Non-residents must file a Self Assessment tax return if they have taxable UK income or gains exceeding the relevant thresholds.


Deadlines
  • 31 January — online filing deadline

  • 31 January — payment of tax owed

  • 31 October — paper filing deadline


National Insurance Contributions (NICs)


NICs fund the UK's social security system, providing benefits such as healthcare and the State Pension.


  • From April 2024 and through 2025/26, the main NIC rate (Class 1) for employees is 8%, falling to 2% above the Upper Earnings Limit.

  • Both residents and non-residents who work in the UK may be liable to NICs, depending on income and employment status.


Inheritance Tax (IHT)


IHT is charged on the value of an individual's estate on death.


⚠️ Update from 6 April 2025

For IHT purposes, the UK has replaced the concept of domicile with the concept of long-term UK residence.

Individuals who meet long-term residence criteria may be subject to IHT on their worldwide assets, while those who do not may remain subject primarily on UK-situated assets.

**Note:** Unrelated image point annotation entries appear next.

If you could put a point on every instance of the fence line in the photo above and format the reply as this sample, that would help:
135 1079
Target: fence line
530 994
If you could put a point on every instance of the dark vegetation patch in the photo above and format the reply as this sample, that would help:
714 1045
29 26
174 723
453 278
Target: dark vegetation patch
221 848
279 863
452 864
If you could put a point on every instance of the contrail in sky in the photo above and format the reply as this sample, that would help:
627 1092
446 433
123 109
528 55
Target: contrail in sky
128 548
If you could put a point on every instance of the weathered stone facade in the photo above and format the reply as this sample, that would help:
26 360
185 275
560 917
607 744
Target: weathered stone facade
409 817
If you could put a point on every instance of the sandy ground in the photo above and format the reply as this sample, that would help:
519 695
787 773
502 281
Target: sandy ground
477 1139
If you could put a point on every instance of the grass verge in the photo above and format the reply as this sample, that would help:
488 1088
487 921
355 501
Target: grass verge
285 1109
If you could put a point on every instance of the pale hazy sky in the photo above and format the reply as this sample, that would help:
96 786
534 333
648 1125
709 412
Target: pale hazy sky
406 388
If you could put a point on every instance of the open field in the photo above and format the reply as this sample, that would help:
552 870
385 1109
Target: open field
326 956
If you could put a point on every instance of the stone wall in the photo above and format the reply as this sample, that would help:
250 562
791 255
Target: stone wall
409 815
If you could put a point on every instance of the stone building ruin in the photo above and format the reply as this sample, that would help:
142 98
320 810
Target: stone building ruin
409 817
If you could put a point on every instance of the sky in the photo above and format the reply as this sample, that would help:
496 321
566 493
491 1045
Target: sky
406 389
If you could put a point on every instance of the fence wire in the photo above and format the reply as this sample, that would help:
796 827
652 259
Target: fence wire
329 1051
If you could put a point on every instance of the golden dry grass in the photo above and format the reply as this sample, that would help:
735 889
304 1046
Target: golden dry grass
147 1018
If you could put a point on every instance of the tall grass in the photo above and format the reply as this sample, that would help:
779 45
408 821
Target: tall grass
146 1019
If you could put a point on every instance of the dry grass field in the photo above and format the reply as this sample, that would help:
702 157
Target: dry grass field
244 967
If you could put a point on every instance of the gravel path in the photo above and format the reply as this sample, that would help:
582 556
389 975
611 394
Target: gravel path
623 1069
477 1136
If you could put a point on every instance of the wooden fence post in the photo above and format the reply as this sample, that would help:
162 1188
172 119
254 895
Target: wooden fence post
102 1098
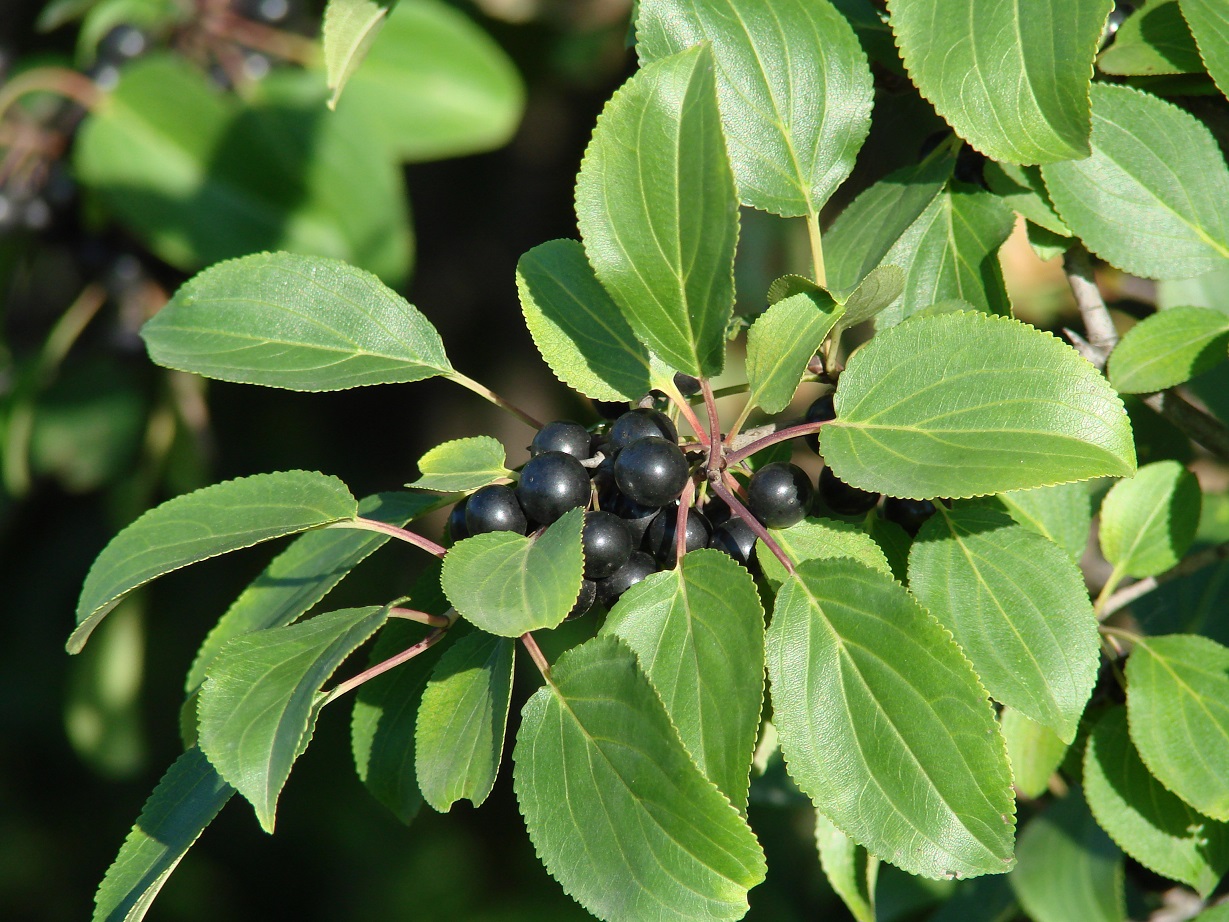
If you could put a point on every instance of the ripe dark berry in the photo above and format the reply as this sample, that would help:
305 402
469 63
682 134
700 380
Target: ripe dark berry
660 539
494 508
607 543
638 566
779 494
640 423
736 539
843 499
910 514
551 484
651 471
563 435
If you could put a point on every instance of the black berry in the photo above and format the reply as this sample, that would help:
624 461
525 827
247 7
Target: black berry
843 499
551 484
607 543
651 471
779 494
494 508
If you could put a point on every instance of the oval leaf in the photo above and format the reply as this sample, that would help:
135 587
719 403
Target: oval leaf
259 701
794 89
961 405
1012 79
212 521
1177 700
884 724
698 632
508 584
659 213
1016 605
616 809
1148 197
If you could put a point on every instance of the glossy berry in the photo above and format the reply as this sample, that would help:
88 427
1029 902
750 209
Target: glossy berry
660 539
779 494
843 499
494 508
638 566
640 423
910 514
736 539
563 435
607 543
551 484
651 471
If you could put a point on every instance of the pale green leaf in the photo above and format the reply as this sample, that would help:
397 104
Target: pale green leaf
698 632
259 700
462 465
299 322
782 342
1177 701
1147 199
1016 605
961 405
1148 521
659 213
1012 79
183 803
1169 348
1068 869
793 85
508 584
617 810
578 328
196 526
1147 821
461 721
1034 750
885 725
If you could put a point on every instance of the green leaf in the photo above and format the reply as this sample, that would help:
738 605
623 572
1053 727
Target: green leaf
259 701
1023 189
578 328
698 632
1177 700
815 539
462 719
1209 25
659 212
1148 197
349 28
1013 80
960 405
1062 513
617 810
299 322
1034 750
1068 868
183 803
885 725
951 252
1147 821
435 85
793 85
851 872
508 584
1155 39
196 526
1148 521
869 226
1169 348
782 342
462 465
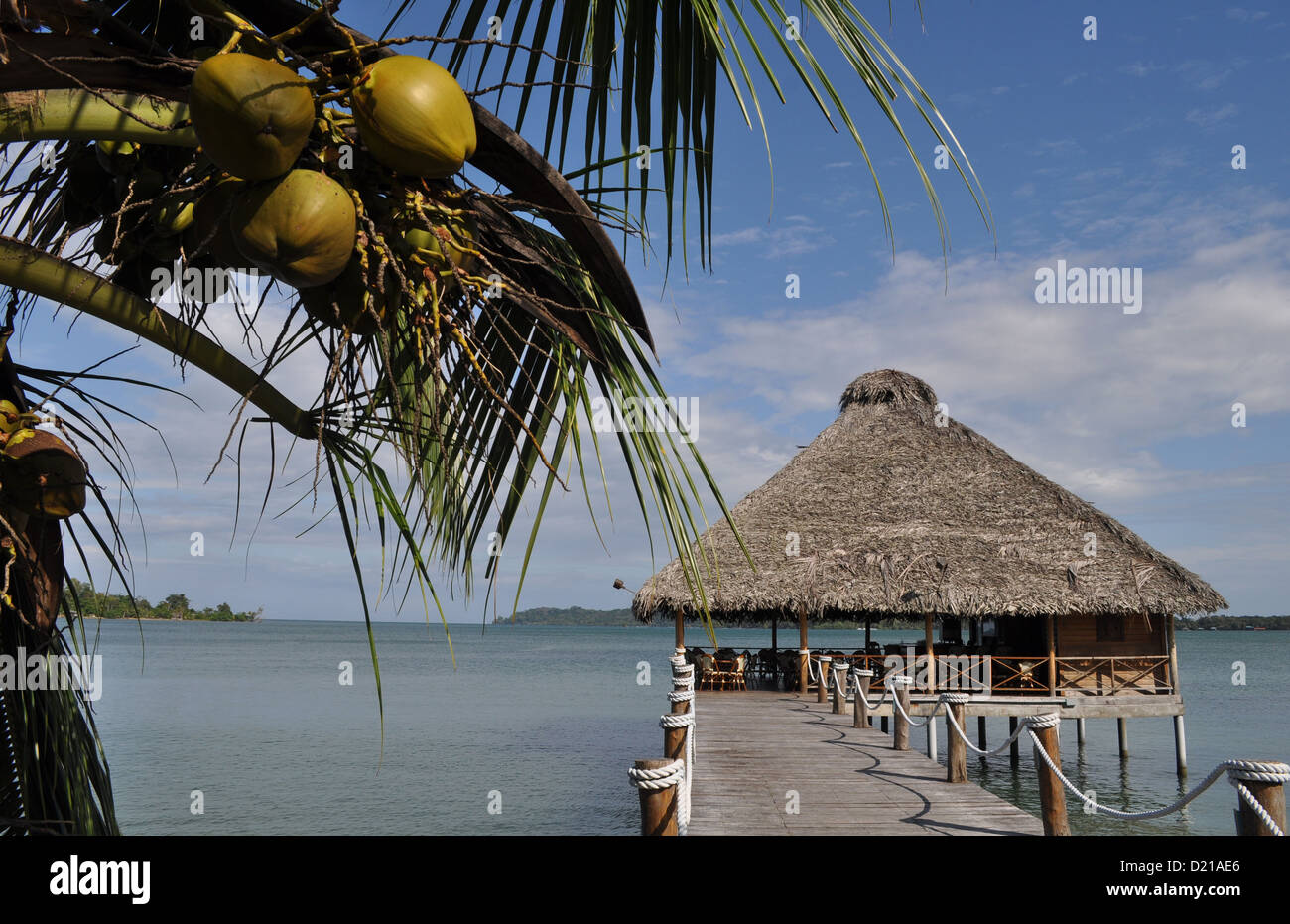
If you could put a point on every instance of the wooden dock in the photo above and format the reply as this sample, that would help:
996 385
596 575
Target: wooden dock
756 748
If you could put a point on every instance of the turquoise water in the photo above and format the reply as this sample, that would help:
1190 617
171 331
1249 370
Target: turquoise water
537 725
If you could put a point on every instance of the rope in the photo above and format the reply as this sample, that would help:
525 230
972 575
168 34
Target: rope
1022 726
897 703
1237 770
662 778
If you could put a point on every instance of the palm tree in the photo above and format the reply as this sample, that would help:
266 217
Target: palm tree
472 355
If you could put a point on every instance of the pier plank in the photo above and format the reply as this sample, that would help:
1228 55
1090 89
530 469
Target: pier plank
756 748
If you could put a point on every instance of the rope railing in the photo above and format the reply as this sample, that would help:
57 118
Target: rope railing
1238 772
665 790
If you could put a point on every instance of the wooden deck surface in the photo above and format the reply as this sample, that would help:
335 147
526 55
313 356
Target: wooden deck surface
753 747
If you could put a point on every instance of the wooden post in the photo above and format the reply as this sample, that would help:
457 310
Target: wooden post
956 748
839 671
822 665
932 656
860 718
1052 794
803 650
1050 632
1173 653
658 807
1272 798
901 735
774 647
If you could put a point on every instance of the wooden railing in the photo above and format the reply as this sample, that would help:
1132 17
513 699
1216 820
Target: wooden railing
1114 674
1010 674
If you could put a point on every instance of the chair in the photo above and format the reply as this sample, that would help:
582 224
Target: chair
736 675
708 669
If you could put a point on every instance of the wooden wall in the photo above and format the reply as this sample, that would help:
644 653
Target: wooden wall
1078 636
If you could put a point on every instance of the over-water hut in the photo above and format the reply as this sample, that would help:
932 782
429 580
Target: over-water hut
897 510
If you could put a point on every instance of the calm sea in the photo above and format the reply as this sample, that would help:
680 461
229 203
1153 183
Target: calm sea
534 729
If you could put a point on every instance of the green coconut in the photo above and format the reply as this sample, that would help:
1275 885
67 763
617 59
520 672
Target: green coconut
207 239
301 228
252 116
349 300
413 116
173 211
116 156
448 245
42 475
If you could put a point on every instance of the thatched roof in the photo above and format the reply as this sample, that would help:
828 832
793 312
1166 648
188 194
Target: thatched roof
899 510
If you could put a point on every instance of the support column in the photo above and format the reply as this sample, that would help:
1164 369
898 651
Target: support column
803 650
932 656
1050 632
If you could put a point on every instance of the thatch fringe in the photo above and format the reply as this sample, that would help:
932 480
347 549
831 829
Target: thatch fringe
897 510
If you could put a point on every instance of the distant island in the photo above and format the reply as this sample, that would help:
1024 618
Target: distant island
1233 622
175 608
571 615
577 615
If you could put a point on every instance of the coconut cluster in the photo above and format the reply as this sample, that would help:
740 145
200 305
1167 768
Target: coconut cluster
40 475
270 190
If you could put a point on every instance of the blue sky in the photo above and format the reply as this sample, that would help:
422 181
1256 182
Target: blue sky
1112 153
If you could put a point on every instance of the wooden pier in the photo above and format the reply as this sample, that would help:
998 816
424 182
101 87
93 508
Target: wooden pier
756 750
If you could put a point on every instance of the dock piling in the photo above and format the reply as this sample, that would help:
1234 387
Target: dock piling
839 670
1052 793
901 692
822 666
956 748
1268 791
657 785
860 718
1179 744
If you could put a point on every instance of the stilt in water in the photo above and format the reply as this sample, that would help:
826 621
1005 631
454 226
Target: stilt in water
1181 744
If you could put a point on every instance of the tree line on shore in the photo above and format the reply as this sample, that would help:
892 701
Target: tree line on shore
175 606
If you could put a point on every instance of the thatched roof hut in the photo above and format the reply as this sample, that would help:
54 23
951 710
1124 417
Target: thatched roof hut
897 510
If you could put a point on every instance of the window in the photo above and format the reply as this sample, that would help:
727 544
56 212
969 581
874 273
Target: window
1110 628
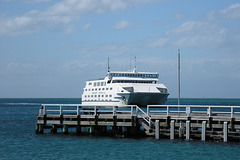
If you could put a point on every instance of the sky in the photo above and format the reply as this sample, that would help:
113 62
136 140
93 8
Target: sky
49 48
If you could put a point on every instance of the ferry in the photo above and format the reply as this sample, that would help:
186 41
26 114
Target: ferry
125 88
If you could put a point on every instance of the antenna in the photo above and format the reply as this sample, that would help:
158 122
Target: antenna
178 80
130 63
135 67
108 65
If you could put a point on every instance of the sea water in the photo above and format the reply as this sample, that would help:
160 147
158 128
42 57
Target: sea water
19 141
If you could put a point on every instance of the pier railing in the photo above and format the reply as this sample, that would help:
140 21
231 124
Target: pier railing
79 109
187 110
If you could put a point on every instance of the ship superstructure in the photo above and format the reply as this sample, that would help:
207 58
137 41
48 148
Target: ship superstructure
125 88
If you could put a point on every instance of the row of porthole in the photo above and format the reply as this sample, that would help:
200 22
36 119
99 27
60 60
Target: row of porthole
98 100
95 89
88 96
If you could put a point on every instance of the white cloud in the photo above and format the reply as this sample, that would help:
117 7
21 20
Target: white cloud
66 11
158 43
86 26
232 11
121 24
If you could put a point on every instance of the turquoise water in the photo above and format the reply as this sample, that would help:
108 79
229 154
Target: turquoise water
18 140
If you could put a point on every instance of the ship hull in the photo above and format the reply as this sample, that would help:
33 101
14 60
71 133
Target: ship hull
139 99
144 99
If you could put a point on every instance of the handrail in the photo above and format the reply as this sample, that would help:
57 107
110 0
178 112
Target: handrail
196 109
81 109
147 115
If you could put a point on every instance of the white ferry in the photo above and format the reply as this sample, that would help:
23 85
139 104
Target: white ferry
125 88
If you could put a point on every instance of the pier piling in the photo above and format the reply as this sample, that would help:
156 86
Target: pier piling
157 129
194 124
172 129
203 130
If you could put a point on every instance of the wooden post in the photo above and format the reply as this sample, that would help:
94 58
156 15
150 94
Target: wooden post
54 128
172 128
36 128
232 124
181 130
157 129
187 130
225 131
203 131
65 129
78 127
41 129
168 121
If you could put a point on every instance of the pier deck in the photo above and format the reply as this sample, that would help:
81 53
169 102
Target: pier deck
173 122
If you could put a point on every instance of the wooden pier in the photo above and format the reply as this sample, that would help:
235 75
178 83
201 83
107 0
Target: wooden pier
221 123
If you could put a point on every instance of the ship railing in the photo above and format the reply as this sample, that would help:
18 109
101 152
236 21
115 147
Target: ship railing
187 110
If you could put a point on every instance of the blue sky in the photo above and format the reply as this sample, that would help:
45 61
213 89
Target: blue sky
49 48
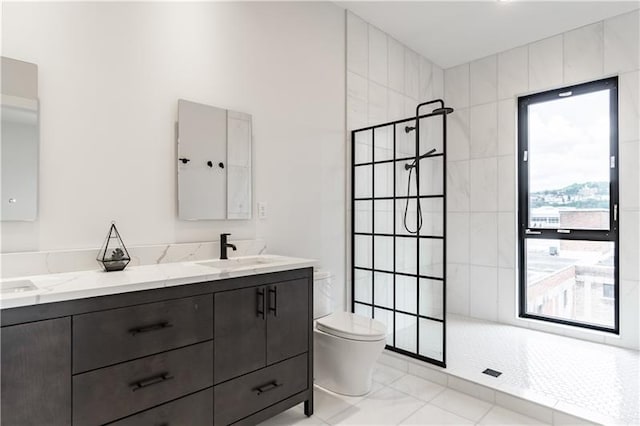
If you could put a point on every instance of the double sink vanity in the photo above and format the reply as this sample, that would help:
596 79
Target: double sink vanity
200 343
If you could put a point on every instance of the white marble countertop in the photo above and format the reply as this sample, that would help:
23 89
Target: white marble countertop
82 284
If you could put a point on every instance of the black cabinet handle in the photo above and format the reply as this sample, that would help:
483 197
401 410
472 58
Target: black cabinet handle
152 327
260 307
268 387
273 307
154 380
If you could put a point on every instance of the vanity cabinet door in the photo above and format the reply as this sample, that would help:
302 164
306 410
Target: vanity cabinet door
239 332
36 373
287 319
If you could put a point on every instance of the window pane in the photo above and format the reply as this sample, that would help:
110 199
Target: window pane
571 280
569 162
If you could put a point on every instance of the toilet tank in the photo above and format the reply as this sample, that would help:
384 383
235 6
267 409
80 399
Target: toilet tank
322 293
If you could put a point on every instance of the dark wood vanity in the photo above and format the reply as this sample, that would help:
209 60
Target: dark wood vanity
232 351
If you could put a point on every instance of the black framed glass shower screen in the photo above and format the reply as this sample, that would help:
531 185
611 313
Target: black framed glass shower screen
398 276
568 205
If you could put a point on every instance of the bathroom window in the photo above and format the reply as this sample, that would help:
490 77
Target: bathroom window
568 205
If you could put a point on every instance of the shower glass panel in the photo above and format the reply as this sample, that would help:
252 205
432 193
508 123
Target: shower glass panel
398 231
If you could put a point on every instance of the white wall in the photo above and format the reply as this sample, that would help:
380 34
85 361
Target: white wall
481 170
110 75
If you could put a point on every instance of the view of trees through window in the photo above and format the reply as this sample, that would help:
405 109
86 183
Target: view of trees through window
567 247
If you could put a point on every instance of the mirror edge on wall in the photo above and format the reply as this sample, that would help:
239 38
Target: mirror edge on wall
20 101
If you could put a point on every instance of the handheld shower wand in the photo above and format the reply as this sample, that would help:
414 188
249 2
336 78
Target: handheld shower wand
442 110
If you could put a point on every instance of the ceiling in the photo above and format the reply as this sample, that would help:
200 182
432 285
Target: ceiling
450 33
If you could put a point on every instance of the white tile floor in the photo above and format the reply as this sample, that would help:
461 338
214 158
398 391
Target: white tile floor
399 398
550 378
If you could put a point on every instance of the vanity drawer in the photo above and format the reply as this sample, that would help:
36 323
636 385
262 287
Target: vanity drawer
111 393
192 410
117 335
241 397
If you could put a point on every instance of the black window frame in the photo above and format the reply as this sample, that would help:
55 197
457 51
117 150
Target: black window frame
610 235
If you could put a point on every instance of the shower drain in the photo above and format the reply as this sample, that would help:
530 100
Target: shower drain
492 373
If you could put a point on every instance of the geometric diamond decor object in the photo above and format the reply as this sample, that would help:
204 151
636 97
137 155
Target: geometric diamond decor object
113 255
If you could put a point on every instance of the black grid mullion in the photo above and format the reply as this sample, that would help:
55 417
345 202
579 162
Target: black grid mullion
373 235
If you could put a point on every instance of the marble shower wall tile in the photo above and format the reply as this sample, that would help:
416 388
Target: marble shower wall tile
484 130
483 181
513 72
456 86
583 53
545 64
411 74
483 292
458 135
396 64
621 35
357 101
378 64
357 45
484 84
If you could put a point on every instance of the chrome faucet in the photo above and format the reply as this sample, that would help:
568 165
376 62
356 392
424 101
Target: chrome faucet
224 245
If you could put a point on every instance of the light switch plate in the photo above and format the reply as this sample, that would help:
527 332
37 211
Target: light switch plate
262 210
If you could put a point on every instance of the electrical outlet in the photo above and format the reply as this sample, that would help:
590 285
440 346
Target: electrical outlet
262 210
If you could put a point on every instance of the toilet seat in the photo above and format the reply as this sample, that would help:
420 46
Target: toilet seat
352 326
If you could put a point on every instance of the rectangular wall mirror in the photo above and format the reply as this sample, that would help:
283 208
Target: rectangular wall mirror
20 140
214 163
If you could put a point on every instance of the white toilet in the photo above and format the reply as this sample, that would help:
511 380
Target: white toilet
346 345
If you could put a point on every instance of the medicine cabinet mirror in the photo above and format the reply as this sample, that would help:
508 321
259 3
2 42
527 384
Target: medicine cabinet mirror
214 162
20 140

(The old “deemed domicile for IHT” rules apply only up to 5 April 2025.)


Summary


Navigating the UK's personal tax system requires understanding income tax rates, residence rules, the new FIG regime, tax declaration requirements, and other considerations. Residents and non-residents should be aware of their tax obligations and opportunities for tax planning.

Seeking advice from a qualified tax adviser or accountant can be invaluable in ensuring compliance with UK tax laws and optimizing one’s tax position. It’s also important to stay updated on tax law changes, as rates and regulations continue to evolve.